Proposal to make New Mexico's White Sands a national park faces hurdles

Proposal to make White Sands a national park faces hurdles

Most national parks across the country remain closed due to the partial government shutdown, but that hasn't stopped all tourists from visiting. Hundreds of people reportedly scaled fences to play in the dunes at New Mexico's White Sands National Monument over the holidays. Before the shutdown, lawmakers proposed a bipartisan bill to make White Sands America's next national park.

The landscape is otherworldly with 275 square miles of sugar-white sand, reports CBS News correspondent Mark Strassmann.

The park rangers we rode with into New Mexico's White Sands national monument assured us this is no mirage, but a geological wonder – the largest gypsum sand field in the world. Sunglasses are a must on this beach without an ocean, although there's plenty of "surfing" there too.  



Park ranger Kelly Carroll said don't be fooled: White Sands is more than a giant sandbox. 

"This is a thriving ecosystem. There's over 50 endemic species that live in the dunes. That have rapidly adapted themselves to live in the dunes," Carroll said. "This is an island. This is an island of life."

That's because beneath the gypsum basin lies a high water table, a giant underground lake. We found water about a foot below the surface. Carroll said the water is 6,000 years old.

President Herbert Hoover proclaimed White Sands a national monument in 1933. But there's an ongoing drive to upgrade its status and make White Sands America's next national park. White Sands superintendent Marie Sauter describes the difference.

"A national monument usually is recognized for a singular research or singular event," Sauter said. "A national park will frequently have multiple layers, a little more complexity."

The national park designation also carries more prestige, which would bring more tourists, jobs and revenue.

In nearby Alamogordo – population 31,000 – we met GB Oliver, the president of the local chamber of commerce. Studies show turning White Sands into a national park could mean an extra 100,000 visitors a year, an economic windfall up to $7.5 million for the region. 

"National parks just have that much more recognition. People are in the habit of looking for those and going to them and visiting them," Oliver said.

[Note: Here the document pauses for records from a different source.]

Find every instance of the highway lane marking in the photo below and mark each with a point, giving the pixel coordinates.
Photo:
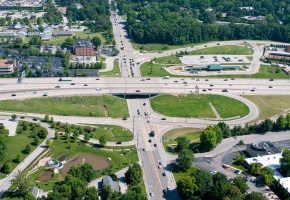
(150, 154)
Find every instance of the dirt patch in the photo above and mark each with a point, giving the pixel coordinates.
(95, 161)
(45, 176)
(63, 157)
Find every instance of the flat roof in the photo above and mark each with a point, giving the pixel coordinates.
(83, 43)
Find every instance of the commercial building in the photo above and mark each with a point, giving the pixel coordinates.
(7, 66)
(268, 155)
(83, 47)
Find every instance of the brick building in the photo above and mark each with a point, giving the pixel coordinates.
(83, 47)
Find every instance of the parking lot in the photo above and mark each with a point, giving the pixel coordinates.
(213, 59)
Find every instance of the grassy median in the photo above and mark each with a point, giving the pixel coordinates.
(91, 106)
(198, 106)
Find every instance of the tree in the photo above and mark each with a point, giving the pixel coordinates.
(36, 140)
(91, 193)
(225, 129)
(255, 196)
(203, 181)
(14, 117)
(22, 181)
(48, 142)
(29, 196)
(267, 175)
(241, 183)
(46, 118)
(187, 187)
(255, 168)
(27, 149)
(97, 41)
(208, 140)
(182, 143)
(103, 140)
(134, 174)
(281, 123)
(185, 158)
(87, 137)
(7, 168)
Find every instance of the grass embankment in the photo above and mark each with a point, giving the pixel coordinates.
(112, 133)
(270, 105)
(198, 106)
(227, 49)
(16, 144)
(91, 106)
(191, 134)
(114, 72)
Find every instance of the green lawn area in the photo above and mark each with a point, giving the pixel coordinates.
(198, 106)
(112, 133)
(118, 161)
(179, 174)
(114, 72)
(270, 105)
(227, 49)
(16, 144)
(169, 137)
(92, 106)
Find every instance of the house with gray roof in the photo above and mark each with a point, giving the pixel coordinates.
(107, 180)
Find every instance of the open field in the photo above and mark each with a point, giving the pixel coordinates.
(114, 72)
(179, 174)
(169, 137)
(198, 106)
(92, 106)
(270, 105)
(227, 49)
(111, 132)
(16, 144)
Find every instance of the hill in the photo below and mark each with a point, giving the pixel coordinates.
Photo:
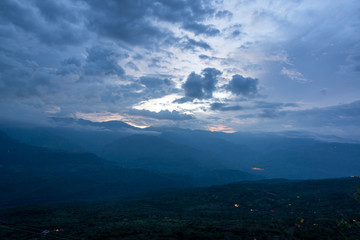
(272, 209)
(38, 175)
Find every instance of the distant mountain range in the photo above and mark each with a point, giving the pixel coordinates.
(30, 174)
(291, 155)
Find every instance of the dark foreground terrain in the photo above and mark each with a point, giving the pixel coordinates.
(272, 209)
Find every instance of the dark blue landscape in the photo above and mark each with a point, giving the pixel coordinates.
(179, 119)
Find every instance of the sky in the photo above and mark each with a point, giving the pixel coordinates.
(245, 65)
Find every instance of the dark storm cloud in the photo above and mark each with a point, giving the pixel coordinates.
(52, 22)
(340, 115)
(240, 85)
(201, 86)
(103, 61)
(22, 78)
(128, 20)
(224, 107)
(162, 115)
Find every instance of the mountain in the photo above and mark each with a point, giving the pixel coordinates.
(159, 155)
(275, 155)
(270, 209)
(38, 175)
(286, 155)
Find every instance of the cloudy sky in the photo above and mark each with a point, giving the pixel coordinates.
(265, 65)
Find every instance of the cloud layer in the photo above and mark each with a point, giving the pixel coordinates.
(199, 63)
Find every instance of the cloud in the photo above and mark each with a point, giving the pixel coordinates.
(51, 22)
(224, 107)
(192, 44)
(102, 60)
(224, 14)
(162, 115)
(134, 21)
(240, 85)
(294, 75)
(197, 28)
(201, 86)
(132, 66)
(151, 82)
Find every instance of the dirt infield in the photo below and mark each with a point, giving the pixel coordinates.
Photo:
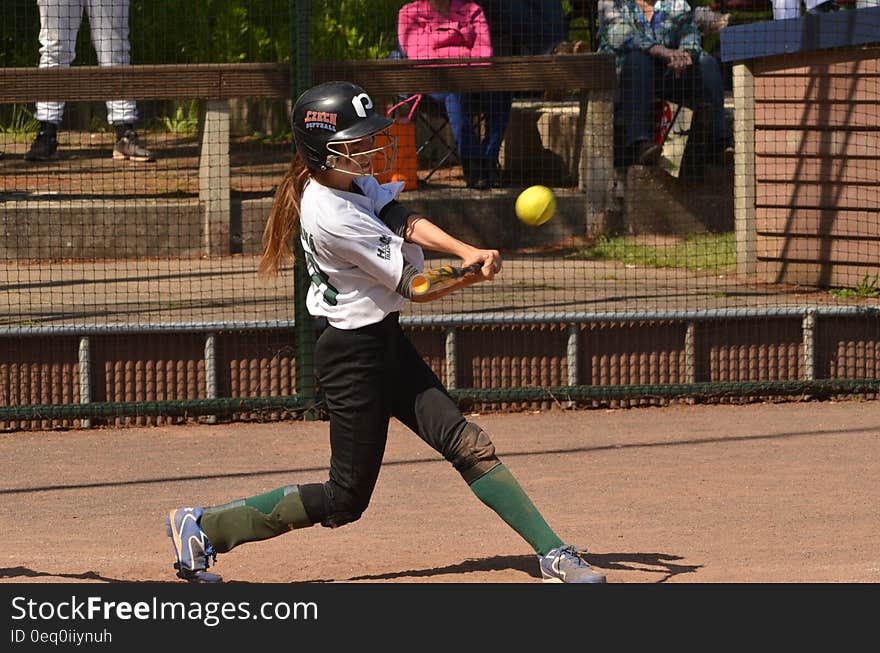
(758, 493)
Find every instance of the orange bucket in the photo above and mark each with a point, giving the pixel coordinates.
(406, 162)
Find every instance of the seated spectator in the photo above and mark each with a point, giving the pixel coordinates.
(658, 54)
(456, 29)
(525, 27)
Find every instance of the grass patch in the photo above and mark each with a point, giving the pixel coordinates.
(865, 289)
(698, 253)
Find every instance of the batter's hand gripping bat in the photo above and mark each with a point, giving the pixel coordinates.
(442, 277)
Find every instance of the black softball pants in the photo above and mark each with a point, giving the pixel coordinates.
(367, 376)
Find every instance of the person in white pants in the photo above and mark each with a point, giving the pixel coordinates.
(783, 9)
(60, 21)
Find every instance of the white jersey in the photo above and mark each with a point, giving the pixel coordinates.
(354, 260)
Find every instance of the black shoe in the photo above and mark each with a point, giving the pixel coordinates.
(45, 145)
(476, 173)
(496, 176)
(128, 146)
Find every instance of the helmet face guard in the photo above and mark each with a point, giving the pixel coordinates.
(336, 122)
(373, 154)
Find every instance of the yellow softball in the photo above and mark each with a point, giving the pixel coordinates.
(535, 205)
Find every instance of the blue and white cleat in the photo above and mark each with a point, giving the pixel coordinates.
(191, 546)
(564, 564)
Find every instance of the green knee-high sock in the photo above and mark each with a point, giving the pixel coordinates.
(255, 518)
(500, 491)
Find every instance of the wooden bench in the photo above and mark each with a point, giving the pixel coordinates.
(591, 77)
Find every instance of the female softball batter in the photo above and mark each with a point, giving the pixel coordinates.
(362, 249)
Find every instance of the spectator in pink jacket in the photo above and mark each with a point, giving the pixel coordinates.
(456, 29)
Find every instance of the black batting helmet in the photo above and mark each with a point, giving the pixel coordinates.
(327, 119)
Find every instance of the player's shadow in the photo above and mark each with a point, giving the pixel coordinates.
(24, 572)
(662, 564)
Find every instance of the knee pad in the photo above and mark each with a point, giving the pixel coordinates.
(341, 506)
(472, 453)
(235, 523)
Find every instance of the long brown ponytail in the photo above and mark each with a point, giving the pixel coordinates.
(283, 222)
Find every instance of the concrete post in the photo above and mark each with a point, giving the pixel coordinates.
(214, 191)
(597, 158)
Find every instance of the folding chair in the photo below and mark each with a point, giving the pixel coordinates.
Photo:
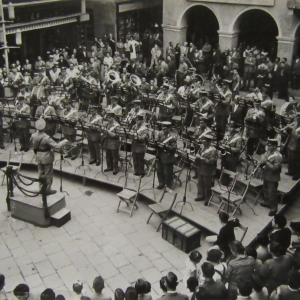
(161, 210)
(129, 195)
(15, 166)
(220, 189)
(234, 200)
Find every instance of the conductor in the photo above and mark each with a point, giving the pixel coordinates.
(42, 147)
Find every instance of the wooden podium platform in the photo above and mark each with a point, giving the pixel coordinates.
(31, 210)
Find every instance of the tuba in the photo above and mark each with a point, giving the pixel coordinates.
(135, 80)
(113, 77)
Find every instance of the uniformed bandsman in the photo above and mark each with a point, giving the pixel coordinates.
(46, 112)
(166, 156)
(42, 146)
(70, 116)
(206, 163)
(111, 143)
(271, 162)
(94, 136)
(139, 144)
(23, 123)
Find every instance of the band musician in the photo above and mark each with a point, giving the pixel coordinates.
(70, 117)
(166, 156)
(231, 148)
(46, 111)
(94, 136)
(139, 144)
(42, 146)
(23, 123)
(271, 163)
(206, 163)
(131, 116)
(222, 108)
(111, 143)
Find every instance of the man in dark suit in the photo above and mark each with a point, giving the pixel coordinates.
(284, 79)
(170, 283)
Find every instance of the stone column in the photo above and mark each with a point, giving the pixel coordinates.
(285, 47)
(175, 34)
(228, 39)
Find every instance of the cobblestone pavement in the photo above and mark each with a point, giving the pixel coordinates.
(97, 241)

One potential issue: the monument lies within the White Sands Missile Range, America's biggest military installation where the first atomic bomb was detonated some 60 miles north of the monument. The Department of Defense and the Park Service had competing interests but agreed to creating a national park with a series of proposed land swaps. The real pitfall is something else.

America now has 60 national parks. Nearly half of them were once national monuments, just like White Sands. Creating a national park requires congressional approval. The challenge is these days is Congress can agree on very little.

New Mexico Sen. Martin Heinrich introduced the bill to designate White Sands as a national park.

"They know when they go to a national park that they should expect something special. And I think White Sands meets the bill as well as anything I've ever seen," Heinrich said. But Heinrich also knows politics in Washington can feel like a clash of the "Transformers," which coincidentally was filmed at White Sands.  

"I think the odds of this happening are very high. I think the question is when. ... And it may take six months or it make take a few years. But there will be a White Sands National Park," Heinrich said.